As a current student of Full Sail, I'm appalled by the comments put forth in Mr. Gynocomastia's post. Obviously he doesn't realize that downloading background patterns for your webpage from Squidfingers is all you need to be a web designer.
Nah, I fully agree with a lot of both sides, particularly Chris' argument. I've witnessed my fair share of absolute horror coming out of my peers, but I've witnessed it coming from many of the teachers as well. However, it's comparative to the amount of self-declared "talent" that comes from anywhere in the world. You can't buy talent with a scholarship.
What Full Sail has given me is access to many software packages and introductions, however ample they might be, to industry-standard hardware. The people here really do care about what students do, whether they're motivated to learn and do their own independent studies or not. I think whether or not the school turns out shit for graduates is the sole fault of the attendees for wasting their money here.

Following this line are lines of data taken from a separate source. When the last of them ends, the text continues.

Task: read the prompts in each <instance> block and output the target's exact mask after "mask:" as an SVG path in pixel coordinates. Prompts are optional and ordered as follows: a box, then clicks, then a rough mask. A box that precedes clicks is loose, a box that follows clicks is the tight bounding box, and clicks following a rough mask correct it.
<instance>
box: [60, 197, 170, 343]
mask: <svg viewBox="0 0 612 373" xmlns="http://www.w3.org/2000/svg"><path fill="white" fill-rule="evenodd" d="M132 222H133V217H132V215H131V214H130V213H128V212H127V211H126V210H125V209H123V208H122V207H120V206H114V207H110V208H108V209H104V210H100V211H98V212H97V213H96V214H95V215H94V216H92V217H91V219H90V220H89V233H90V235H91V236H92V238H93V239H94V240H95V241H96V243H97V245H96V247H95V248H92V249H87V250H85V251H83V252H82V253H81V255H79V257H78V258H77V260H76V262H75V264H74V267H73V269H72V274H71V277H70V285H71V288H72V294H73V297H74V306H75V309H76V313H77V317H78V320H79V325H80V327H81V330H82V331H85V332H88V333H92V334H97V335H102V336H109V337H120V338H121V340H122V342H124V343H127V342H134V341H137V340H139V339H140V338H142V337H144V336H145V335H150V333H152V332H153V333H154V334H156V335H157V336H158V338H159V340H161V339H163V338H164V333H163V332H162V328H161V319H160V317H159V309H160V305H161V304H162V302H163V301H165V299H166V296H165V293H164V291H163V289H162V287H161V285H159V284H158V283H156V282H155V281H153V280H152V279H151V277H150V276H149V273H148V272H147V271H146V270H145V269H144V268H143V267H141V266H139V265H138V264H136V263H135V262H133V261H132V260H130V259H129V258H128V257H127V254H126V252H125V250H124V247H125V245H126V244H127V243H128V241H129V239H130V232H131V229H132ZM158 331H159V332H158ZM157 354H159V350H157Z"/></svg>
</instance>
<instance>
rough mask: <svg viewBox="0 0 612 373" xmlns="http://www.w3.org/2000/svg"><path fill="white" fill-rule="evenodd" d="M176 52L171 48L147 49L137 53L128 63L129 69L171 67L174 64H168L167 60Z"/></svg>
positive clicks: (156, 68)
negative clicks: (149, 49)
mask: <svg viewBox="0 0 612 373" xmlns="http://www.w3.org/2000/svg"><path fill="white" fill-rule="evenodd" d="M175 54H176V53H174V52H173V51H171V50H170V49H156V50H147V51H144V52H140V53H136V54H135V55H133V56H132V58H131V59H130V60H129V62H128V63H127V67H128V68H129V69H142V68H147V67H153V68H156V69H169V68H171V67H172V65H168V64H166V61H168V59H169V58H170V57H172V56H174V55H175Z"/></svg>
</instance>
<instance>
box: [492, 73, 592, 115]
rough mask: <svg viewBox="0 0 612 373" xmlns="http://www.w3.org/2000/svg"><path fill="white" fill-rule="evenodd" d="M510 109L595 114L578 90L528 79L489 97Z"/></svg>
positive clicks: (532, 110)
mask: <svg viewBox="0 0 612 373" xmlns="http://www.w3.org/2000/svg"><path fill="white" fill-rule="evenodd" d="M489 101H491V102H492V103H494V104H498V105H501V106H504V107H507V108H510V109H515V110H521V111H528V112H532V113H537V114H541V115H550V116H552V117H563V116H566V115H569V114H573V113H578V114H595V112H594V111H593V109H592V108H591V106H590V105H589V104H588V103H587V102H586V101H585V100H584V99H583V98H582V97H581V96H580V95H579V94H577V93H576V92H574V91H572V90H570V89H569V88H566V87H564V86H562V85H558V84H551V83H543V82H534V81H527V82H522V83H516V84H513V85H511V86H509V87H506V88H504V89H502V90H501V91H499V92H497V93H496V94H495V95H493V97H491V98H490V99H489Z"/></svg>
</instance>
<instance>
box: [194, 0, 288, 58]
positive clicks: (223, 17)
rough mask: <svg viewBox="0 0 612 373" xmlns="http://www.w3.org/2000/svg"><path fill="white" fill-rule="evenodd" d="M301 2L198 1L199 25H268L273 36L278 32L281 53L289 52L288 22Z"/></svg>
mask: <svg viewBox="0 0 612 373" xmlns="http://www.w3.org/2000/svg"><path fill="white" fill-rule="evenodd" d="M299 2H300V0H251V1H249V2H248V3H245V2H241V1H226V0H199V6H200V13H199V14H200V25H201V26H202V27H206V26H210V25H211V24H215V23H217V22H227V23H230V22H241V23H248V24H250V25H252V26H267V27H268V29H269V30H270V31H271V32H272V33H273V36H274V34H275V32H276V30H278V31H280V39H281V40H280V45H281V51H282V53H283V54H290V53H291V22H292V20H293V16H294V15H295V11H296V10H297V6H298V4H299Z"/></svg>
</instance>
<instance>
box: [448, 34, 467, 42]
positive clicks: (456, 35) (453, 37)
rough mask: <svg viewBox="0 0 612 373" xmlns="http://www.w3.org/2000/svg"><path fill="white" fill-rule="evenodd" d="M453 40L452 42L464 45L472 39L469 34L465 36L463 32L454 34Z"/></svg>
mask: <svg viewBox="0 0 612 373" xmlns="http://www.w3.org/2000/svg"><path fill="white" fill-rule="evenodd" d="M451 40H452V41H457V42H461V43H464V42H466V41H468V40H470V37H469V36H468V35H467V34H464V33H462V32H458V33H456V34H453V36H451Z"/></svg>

Other teachers to make sure to utilize if they're still there:
(I know Eric, Scott, Mac, and Brian are still around, but I'm not sure about the rest.)
Eric is still here. Matt is still here. Scott is still here. Mac and Brian are still here. John Taylor is not, however. What did he teach?
I've heard that it's changed since I graduated, but when I was there, it still existed. We also had an "Intro to 3D" class where we could use as many poly's as we wanted and so create much cooler things in 3ds max. I think the 3D gaming teacher's name was Andrew McPhate? Scott Cook was the I3D instructor.
The 3D gaming teacher has changed to a different Andrew (I think). His name is Andrew Barras and he's pretty cool aside from the fact that he made us watch Strong Bad e-mails every single break.
The middleware engine we use, Renderware, is a joke though. At least the build the class makes you use is. It offers nothing even remotely close to the capabilites of a commercial engine these days. The final project has been to build a first-person shooter level (no artificial intelligence, so I guess it's not really a game that you're building) for a while now.
The good news is I hear rumors that they're dropping Renderware and that the students will soon be getting to work in UnrealEd.
I love games. I love building games. I love motion graphics. I love creating motion graphics. I love web. I love creating web sites (in everything but Flash). I love director. I love creating shockwave games regardless of how many people would like to play them or think director is a joke. I love 3D. I love creating low- and high-poly models for all purposes. I honestly don't care whether people think they're good or not, though it's certainly encouraging. I do it all because I'm obsessed with experimentation and I have the curiosity to learn all things that have anything to do with my three passions - games, music, and design. I've had my fair share of disappointment in Full Sail, but overall I think the school is a good fit for my wide-ranging interests. To me, my education here has been a breeding ground for study, experimentation, and research. Moreso outside of the classroom environment than in it. I may not have learned much from the school itself, but I've been stimulated by the school to go out and seek more knowledge on my own time and I don't regret the money I've spent for that small amount of coaxing.
Anyone who tells me to specialize in one thing will only see me do so if they're paying me for it. If I'm to hold a minimum wage job for the rest of my life because I refuse to pick one thing to dedicate my life to, I don't really give a shit. I don't care so long as I have the ability to create. I believe that is the passion you'll find that most people, not just Full Sail students, lack. It doesn't matter if you're a Full Sail teacher and you don't have professional quality work or if you're a student who only does projects that are related to Tool. If you enjoy what you do, then what's wrong with it? As soon as you believe that you can't learn anything from a particular individual just because you think you know more about a single piece of software or because you think you know more about design than they do, then you've missed the point of education. The point is to educate yourself, not to be a prick. And if you think you can educate yourself without the help of that specific individual, then get the fuck out of the class because it's obviously not helping you learn.
Edited by SecMem, 03 December 2005 - 04:46 AM.